Encryption Keys
Yuki enforces comprehensive cryptographic controls across all systems.
Key Requirements
- Keys are rotated at least once every 12 months
- Keys are protected from unauthorized access at every stage of their lifecycle
- Key owners are responsible for managing their encryption keys, with mandatory access controls and regular backups
Key Management Service (KMS)
Yuki's KMS automates:
- Key generation and secure storage
- Access control
- Backup and rotation
User Roles
| Role | Responsibilities |
|---|---|
| Key Access Users | Encryption/decryption, data key generation |
| Key Administrators | Creation, deletion scheduling, rotation policies, usage rules |
Special Protections
Symmetric Encryption Keys During distribution, symmetric keys must be either encrypted with a stronger algorithm or split into portions - each encrypted separately and transmitted via different channels.

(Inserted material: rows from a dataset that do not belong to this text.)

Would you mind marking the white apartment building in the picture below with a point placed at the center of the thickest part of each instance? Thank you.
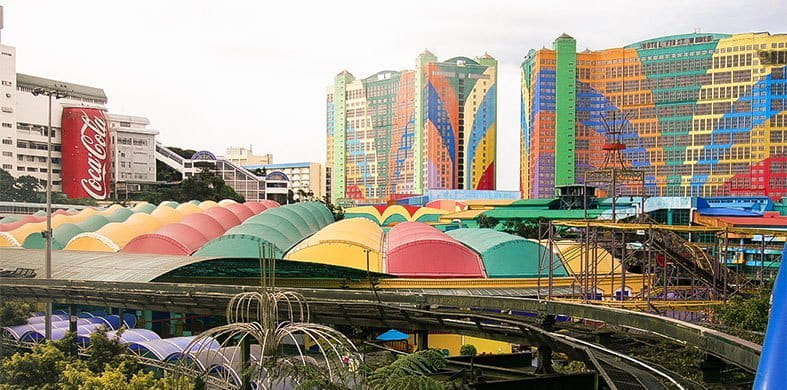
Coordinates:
(242, 156)
(308, 177)
(134, 152)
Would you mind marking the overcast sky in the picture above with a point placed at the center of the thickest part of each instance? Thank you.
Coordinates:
(214, 74)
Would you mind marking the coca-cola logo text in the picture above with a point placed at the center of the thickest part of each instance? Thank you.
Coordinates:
(94, 138)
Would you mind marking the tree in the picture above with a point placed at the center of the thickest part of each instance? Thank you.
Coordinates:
(28, 188)
(486, 222)
(77, 376)
(468, 350)
(39, 369)
(410, 372)
(14, 313)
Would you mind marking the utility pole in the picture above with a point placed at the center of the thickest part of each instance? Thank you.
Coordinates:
(51, 94)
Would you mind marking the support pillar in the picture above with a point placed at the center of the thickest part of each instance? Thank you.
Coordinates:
(711, 369)
(245, 358)
(422, 340)
(544, 365)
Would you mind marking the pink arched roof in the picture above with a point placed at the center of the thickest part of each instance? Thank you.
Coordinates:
(205, 224)
(256, 207)
(226, 218)
(243, 212)
(172, 239)
(418, 250)
(269, 203)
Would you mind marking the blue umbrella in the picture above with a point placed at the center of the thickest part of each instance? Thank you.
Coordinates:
(393, 335)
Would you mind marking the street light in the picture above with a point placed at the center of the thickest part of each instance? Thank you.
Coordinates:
(51, 94)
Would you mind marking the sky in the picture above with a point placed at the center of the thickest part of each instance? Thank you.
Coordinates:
(212, 74)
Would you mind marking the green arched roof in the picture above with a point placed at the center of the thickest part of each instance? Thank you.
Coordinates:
(119, 215)
(508, 256)
(62, 234)
(283, 227)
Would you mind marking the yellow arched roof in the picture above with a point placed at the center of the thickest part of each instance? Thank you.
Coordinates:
(188, 208)
(17, 236)
(204, 205)
(112, 237)
(166, 214)
(344, 243)
(370, 210)
(427, 211)
(573, 256)
(395, 209)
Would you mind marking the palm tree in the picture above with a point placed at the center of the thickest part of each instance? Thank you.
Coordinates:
(249, 349)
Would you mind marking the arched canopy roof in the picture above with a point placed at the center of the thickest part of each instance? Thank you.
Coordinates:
(242, 211)
(118, 215)
(255, 207)
(419, 250)
(166, 214)
(207, 225)
(171, 239)
(206, 204)
(65, 232)
(226, 218)
(282, 227)
(114, 236)
(343, 243)
(508, 256)
(144, 207)
(188, 208)
(269, 203)
(447, 205)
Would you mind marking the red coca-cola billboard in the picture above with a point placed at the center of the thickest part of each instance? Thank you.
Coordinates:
(86, 153)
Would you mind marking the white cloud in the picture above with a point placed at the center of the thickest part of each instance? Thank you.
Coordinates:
(210, 75)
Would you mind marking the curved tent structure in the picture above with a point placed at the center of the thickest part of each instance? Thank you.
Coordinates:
(144, 207)
(226, 218)
(188, 208)
(171, 239)
(449, 205)
(344, 243)
(114, 236)
(166, 214)
(282, 227)
(418, 250)
(508, 256)
(242, 211)
(182, 238)
(206, 204)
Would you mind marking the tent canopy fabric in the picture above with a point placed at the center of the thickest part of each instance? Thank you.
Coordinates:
(392, 335)
(344, 243)
(419, 250)
(508, 256)
(283, 227)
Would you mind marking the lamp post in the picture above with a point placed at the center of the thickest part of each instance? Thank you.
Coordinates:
(50, 94)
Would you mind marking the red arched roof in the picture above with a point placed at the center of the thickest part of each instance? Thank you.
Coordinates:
(205, 224)
(172, 239)
(269, 203)
(4, 227)
(226, 218)
(418, 250)
(243, 212)
(256, 207)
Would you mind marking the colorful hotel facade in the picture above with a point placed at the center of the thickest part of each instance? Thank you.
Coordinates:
(403, 132)
(702, 114)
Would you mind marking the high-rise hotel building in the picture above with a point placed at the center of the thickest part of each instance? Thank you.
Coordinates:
(402, 132)
(702, 114)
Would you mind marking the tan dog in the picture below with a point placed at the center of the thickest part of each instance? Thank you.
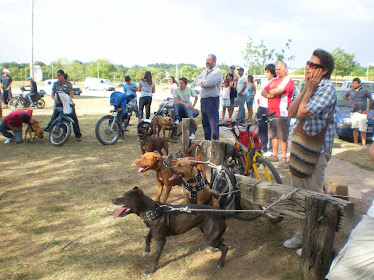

Hardware Tokens Smartcards and USB tokens storing keys must not remain connected to computers when idle and cannot travel in the same bag as the computer or device.
Credentials All PINs, passwords, and passphrases protecting keys must meet Yuki's Password Policy standards.
Incident Response
The loss, theft, or potential unauthorized disclosure of any encryption key must be reported immediately. Compromised keys are invalidated upon detection.